The recent and astonishing advances in Molecular Biology, which led to the sequencing of an unprecedented number of genomes, including the human, would not have been possible without the help of Bioinformatics. Bioinformatics can be defined as a research area where computational tools and algorithms are developed to help biologists in the task of understanding the organisms. Some Bioinformatics applications, such as pairwise and sequence-profile comparison, require a huge amount of computing power and, therefore, are excellent candidates to run in FPGA platforms. This chapter discusses in detail several recent proposals on FPGA-based accelerators for these two Bioinformatics applications, highlighting the similarities and differences among them. At the end of the chapter, research tendencies and open questions are presented.
Top1. Introduction
Bioinformatics is an interdisciplinary field that involves computer science, biology, mathematics and statistics (Mount 2004). Its main goal is to analyze biological sequence data and genome content in order to obtain the function/structure of the sequences as well as evolutionary information.

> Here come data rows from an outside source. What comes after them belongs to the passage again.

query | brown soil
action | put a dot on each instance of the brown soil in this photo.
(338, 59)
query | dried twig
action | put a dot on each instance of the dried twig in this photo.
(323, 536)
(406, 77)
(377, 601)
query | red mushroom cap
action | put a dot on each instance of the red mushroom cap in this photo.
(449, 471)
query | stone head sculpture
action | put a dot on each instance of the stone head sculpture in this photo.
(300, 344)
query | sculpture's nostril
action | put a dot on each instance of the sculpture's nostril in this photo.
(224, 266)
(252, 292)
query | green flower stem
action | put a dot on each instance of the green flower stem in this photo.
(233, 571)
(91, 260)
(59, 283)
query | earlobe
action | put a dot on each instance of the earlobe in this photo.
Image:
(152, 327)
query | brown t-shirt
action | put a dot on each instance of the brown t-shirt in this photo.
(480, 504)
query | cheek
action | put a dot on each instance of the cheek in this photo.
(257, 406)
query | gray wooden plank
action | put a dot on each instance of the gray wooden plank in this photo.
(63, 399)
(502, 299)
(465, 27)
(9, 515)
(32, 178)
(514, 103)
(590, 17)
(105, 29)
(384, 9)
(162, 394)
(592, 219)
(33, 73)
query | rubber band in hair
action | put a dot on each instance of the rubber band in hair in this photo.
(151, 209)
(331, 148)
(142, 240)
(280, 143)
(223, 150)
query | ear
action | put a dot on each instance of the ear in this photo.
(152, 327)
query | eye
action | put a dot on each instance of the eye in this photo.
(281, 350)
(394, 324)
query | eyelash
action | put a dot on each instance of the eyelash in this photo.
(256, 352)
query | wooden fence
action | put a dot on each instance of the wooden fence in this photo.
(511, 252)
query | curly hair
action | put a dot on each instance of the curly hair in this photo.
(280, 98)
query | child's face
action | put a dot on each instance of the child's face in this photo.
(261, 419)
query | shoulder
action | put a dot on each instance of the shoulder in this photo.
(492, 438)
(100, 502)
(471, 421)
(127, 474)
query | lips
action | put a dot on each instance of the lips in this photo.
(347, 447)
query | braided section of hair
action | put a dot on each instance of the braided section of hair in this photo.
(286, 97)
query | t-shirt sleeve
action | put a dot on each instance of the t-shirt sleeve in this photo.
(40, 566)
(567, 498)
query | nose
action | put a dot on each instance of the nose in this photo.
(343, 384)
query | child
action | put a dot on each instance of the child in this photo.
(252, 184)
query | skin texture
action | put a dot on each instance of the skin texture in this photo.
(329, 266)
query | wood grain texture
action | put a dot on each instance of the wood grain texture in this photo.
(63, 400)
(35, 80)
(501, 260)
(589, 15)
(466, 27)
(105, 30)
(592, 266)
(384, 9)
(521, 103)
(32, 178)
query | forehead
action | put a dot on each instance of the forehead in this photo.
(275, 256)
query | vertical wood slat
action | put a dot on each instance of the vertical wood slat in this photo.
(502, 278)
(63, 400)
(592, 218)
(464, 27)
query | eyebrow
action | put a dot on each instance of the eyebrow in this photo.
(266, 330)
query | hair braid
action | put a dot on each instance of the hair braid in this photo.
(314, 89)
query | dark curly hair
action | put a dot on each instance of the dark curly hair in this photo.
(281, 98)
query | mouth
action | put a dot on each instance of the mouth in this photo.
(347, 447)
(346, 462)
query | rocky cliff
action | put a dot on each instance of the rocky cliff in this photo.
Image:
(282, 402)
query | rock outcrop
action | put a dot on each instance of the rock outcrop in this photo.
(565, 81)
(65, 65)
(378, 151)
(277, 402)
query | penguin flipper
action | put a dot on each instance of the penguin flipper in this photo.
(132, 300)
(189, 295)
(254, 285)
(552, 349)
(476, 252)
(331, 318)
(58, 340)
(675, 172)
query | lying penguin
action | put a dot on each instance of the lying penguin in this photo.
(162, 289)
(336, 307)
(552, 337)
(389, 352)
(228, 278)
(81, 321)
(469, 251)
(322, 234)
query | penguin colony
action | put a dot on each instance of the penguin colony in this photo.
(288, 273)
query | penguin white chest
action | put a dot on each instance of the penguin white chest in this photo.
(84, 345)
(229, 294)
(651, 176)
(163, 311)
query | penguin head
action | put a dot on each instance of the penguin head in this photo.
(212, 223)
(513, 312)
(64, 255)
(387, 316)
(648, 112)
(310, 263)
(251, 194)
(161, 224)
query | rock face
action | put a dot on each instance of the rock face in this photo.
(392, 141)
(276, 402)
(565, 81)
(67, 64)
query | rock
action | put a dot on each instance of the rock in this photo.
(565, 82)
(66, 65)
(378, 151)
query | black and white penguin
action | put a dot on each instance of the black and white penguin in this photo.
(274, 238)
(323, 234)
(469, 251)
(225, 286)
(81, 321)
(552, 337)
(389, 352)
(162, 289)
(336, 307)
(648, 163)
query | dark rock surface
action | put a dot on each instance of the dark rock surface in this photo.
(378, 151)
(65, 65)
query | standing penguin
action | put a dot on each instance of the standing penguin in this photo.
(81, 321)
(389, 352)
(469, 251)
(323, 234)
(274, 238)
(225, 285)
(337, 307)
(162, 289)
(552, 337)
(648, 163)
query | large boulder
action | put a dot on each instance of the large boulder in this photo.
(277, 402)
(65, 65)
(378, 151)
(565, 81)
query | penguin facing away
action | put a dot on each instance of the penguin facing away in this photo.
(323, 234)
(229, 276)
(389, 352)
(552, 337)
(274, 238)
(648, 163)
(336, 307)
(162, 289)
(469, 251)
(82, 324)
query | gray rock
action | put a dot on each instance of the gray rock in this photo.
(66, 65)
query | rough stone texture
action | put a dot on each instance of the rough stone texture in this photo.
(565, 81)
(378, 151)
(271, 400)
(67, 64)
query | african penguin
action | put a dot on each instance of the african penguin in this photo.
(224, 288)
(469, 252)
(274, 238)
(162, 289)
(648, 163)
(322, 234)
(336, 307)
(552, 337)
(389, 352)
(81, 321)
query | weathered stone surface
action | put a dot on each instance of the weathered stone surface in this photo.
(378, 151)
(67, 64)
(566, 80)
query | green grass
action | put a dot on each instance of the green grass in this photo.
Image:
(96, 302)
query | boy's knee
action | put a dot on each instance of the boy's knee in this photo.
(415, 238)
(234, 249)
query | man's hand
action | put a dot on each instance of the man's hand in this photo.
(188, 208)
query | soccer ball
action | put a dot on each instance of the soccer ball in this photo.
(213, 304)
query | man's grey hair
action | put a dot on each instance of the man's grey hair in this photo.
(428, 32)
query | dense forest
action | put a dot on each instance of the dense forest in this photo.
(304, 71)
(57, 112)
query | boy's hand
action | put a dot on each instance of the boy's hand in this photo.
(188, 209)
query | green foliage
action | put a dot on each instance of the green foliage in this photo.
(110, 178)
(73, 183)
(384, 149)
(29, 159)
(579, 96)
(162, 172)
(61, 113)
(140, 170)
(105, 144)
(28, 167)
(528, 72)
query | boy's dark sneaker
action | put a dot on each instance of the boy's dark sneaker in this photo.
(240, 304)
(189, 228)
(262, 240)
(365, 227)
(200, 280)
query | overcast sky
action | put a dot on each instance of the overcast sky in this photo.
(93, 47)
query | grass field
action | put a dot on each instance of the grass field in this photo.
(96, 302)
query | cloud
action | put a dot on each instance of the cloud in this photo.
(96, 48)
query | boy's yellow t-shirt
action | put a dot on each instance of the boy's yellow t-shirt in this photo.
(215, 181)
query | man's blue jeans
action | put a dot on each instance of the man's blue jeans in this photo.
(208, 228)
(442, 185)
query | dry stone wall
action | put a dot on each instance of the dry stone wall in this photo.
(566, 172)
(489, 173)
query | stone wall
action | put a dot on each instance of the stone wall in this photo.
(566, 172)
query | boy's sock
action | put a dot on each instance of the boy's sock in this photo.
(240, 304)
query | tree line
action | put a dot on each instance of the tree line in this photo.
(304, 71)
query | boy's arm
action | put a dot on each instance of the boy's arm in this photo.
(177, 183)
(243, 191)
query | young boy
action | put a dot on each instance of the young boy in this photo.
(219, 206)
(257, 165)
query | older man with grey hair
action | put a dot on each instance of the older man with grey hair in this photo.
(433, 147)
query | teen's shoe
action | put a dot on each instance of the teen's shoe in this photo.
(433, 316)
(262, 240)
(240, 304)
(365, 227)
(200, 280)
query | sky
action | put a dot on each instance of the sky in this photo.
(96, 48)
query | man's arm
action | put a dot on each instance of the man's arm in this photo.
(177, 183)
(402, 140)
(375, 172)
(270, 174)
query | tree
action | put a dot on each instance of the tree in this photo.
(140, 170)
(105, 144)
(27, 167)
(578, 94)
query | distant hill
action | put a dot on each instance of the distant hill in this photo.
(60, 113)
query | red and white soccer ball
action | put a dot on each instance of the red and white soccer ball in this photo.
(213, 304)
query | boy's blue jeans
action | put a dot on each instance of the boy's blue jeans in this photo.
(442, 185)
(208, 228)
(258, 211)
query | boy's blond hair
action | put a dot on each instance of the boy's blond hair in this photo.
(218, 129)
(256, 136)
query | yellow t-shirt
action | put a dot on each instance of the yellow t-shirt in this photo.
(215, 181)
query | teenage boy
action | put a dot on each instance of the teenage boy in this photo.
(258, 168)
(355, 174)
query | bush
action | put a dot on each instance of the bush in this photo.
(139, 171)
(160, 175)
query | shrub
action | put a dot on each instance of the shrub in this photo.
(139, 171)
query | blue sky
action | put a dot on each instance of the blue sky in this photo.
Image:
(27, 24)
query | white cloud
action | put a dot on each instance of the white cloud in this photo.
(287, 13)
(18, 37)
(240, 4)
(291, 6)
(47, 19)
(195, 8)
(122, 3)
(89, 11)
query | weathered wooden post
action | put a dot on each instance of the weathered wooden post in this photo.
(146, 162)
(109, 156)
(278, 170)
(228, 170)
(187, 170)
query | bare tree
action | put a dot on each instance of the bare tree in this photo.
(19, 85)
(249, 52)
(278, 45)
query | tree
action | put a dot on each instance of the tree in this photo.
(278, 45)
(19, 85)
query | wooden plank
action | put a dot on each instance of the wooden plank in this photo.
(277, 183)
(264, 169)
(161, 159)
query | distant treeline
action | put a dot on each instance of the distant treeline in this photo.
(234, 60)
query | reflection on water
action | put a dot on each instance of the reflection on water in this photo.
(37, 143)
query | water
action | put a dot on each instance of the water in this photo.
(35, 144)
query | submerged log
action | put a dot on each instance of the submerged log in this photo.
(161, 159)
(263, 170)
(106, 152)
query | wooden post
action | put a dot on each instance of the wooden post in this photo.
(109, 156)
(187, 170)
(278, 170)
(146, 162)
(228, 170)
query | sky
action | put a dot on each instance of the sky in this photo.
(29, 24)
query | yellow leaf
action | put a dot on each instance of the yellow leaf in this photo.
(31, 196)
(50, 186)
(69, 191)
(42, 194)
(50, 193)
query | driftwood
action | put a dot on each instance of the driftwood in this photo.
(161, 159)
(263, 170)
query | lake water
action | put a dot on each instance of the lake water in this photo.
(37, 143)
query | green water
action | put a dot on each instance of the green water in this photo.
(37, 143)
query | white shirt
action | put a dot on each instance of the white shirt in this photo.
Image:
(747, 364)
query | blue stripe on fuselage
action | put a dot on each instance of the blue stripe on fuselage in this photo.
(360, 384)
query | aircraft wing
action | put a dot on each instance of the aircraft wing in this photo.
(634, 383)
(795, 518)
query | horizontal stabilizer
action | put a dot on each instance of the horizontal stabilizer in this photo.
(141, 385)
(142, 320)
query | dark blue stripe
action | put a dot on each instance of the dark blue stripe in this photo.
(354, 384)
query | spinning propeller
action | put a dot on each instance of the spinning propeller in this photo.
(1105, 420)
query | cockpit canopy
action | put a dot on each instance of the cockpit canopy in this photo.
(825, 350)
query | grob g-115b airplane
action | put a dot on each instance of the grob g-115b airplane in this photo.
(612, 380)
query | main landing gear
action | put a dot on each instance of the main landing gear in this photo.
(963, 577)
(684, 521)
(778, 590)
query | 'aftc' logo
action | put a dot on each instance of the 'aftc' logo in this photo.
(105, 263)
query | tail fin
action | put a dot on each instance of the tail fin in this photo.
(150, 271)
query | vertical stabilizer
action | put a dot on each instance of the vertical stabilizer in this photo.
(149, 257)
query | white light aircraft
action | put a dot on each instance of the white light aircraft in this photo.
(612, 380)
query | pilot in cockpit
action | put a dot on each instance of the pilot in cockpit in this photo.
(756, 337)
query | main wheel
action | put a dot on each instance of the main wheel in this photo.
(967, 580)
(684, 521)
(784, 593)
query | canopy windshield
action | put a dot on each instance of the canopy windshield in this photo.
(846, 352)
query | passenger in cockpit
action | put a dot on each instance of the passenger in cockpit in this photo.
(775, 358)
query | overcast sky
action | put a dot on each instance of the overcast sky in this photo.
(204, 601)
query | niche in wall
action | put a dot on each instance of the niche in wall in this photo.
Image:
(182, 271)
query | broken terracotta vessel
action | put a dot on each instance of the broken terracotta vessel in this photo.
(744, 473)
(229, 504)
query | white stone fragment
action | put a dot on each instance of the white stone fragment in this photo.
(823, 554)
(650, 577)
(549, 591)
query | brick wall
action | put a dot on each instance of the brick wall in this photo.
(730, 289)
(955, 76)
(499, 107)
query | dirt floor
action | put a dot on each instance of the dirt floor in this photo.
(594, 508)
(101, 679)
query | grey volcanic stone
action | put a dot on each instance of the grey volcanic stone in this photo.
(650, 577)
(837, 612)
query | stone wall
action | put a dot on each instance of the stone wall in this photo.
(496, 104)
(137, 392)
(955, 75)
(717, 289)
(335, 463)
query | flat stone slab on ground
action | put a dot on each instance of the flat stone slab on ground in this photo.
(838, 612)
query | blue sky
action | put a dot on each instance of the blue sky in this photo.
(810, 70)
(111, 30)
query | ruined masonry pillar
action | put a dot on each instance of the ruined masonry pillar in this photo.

Once a new biological sequence is discovered, its functional/structural characteristics must be established. In order to do that, the newly discovered sequence is compared against the sequences that compose biological databases, in search of similarities. Sequence comparison is, therefore, one of the most basic operations in Bioinformatics. A sequence can be compared to another sequence (pairwise comparison), to a profile that describes a family of sequences (sequence-profile comparison) or to a set of sequences (multiple sequence comparison). The most accurate algorithms to execute pairwise and sequence-profile comparisons are usually based on dynamic programming, with quadratic time and space complexity. This can easily lead to extremely high execution times and huge memory requirements, since biological databases are growing exponentially and biological sequences usually are extremely long.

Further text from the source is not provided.